Hacker News new | ask | show | jobs
by loser777 1392 days ago
The most striking thing about the architecture is that it appears so heterogeneous and complex. Considering the vast amount of software/machine learning engineering behind model/data/pipeline parallelism schemes like Megatron-LM and ZeRO (which target hardware topologies that seem almost simple by comparison) I'm curious what abstractions are in place to make this beast of an architecture friendly to programmers. Can you program a small tile in the same way you would a large tile and like you would in CUDA for a large/small GPU? Are there dedicated kernel teams that implement common blocks like multiheaded attention with the topology in mind so researchers/engineers doing modeling don't have to worry about scaling the model architecture in a hardware-friendly way? Do they have a monstrous fork of PyTorch with "Dojo" supported natively?
1 comments

I'm not sure I would call the architecture very complex. It's about as simple as you can make a scale-out supercomputer. I assume they essentially do static positioning of the cluster for training jobs, and have a translation layer from the TensorFlow middle-end to their thing. Google did a similar thing with their TPUs, so it makes sense that they would have architected TF to accept exotic supercomputers as backends.
Tensorflow (and pytorch) convert your computation graph (constructed in python) to XLA, which is then specialized to a specific hardware architecture. XLA is a good intermediate language and in fact, you can convert some memory movement in the graph to network calls, allowing you to run on parallel systems (like a cluster of GPUs or TPUs with their own non-host-based networking).
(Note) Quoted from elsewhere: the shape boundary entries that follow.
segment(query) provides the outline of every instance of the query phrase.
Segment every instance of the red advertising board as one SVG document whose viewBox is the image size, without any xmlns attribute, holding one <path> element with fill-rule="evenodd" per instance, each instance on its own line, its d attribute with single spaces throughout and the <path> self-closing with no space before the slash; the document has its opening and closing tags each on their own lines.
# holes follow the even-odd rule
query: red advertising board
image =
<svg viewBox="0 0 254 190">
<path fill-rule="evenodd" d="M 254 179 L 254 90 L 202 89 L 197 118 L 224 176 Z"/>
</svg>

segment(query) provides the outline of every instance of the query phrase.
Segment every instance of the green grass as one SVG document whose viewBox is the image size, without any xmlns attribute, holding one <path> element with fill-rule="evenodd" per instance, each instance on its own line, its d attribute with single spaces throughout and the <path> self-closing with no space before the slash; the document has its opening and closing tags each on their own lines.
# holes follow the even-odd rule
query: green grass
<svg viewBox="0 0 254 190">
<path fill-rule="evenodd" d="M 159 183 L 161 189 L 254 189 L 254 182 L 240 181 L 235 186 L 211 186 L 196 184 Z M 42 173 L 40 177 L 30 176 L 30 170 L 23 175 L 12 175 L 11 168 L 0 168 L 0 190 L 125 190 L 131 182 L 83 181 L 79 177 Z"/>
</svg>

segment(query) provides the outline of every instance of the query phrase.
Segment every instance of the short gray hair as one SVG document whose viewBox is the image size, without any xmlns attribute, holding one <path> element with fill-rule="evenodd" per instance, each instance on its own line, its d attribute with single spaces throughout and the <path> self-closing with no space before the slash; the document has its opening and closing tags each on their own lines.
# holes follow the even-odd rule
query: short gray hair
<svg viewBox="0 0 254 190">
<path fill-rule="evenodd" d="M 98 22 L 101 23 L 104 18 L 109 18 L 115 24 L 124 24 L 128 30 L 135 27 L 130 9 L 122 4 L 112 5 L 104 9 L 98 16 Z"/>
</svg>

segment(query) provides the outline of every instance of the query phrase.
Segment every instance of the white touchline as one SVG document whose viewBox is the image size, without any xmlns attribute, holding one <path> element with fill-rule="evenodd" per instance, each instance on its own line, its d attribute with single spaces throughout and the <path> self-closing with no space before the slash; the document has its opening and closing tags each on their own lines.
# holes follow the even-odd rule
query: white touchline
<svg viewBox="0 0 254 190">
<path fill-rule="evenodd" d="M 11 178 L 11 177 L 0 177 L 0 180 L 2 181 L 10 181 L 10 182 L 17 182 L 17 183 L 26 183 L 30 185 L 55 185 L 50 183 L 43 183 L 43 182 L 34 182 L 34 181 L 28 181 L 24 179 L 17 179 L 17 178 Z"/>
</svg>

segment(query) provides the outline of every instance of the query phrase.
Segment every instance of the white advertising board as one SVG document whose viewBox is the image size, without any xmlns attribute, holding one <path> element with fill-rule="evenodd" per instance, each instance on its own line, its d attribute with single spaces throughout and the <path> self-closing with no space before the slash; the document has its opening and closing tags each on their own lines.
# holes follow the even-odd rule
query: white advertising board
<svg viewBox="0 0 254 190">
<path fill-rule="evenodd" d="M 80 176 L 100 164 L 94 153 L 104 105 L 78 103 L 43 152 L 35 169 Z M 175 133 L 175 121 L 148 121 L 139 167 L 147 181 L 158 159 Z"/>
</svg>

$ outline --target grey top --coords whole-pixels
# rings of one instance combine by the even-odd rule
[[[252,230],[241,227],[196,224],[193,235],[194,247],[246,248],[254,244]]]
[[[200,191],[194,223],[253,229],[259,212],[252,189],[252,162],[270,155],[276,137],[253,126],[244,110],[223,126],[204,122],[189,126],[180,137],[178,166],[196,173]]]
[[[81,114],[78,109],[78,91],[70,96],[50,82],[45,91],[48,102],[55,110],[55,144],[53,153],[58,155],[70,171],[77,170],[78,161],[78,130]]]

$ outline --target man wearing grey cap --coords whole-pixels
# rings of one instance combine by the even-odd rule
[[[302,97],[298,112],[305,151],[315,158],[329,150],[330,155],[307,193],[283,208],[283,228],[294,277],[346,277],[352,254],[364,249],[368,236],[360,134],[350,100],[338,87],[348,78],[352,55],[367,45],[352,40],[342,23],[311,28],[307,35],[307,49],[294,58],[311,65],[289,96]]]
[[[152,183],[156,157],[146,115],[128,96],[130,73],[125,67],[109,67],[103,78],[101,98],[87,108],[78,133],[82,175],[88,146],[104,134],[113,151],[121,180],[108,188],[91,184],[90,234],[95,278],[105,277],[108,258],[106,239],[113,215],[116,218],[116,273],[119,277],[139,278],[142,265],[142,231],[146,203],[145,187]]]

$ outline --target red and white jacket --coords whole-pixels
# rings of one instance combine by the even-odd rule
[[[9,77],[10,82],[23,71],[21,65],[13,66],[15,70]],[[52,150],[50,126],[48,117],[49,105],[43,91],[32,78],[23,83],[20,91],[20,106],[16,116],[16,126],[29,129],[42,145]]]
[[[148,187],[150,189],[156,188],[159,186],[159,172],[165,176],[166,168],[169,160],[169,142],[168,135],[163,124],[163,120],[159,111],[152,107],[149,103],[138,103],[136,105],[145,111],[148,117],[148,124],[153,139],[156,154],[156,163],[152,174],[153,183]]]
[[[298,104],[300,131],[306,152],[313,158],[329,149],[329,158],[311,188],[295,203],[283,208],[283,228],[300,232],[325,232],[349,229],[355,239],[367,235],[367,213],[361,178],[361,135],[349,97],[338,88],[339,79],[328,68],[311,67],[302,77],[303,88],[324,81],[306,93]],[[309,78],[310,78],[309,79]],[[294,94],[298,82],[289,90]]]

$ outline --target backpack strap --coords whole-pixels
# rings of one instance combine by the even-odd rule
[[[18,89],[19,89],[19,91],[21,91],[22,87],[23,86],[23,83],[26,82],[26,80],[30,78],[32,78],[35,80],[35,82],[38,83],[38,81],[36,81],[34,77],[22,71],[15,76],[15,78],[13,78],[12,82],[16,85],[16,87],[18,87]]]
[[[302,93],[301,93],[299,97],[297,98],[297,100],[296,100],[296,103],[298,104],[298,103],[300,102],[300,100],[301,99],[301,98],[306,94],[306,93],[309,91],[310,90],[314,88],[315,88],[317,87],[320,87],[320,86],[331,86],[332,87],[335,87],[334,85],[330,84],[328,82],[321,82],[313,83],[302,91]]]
It still requires many experts, both to write the XLA to hardware translation, and ML engineers who know how to write TF python that executes quickly.

(note: Google has transitioned many projects to Jax, which also writes to XLA, as TF ended up being a bit of a pig with wings)

> TF ended up being a bit of a pig with wings

Can you say more about this?

Everybody at Google wanted to add their specific feature to TF (gets visibility, users, research cred). Unfortunately, many different teams added multiple incompatible features that didn't compose. TF1 also had some serious problems where it was fundamentally designed around C++, without an understanding that most people wanted to work in Python. With TF2 a lot of stuff got redesigned, making many examples on the web stop working. There are too m any ways to parallelize your computation (along any of the dimensions), and they change too frequently.

But I think the writing was on the wall when the folks building ML Pathways hit some performance problems and realized that Jax made it much, much easier for them to express the computations they wanted and see them run quickly on TPUs (DeepMind had also concluded this). Once Jeff saw that Jax was making stuff that ran faster than TF (for his pet projects) the writing was on the wall.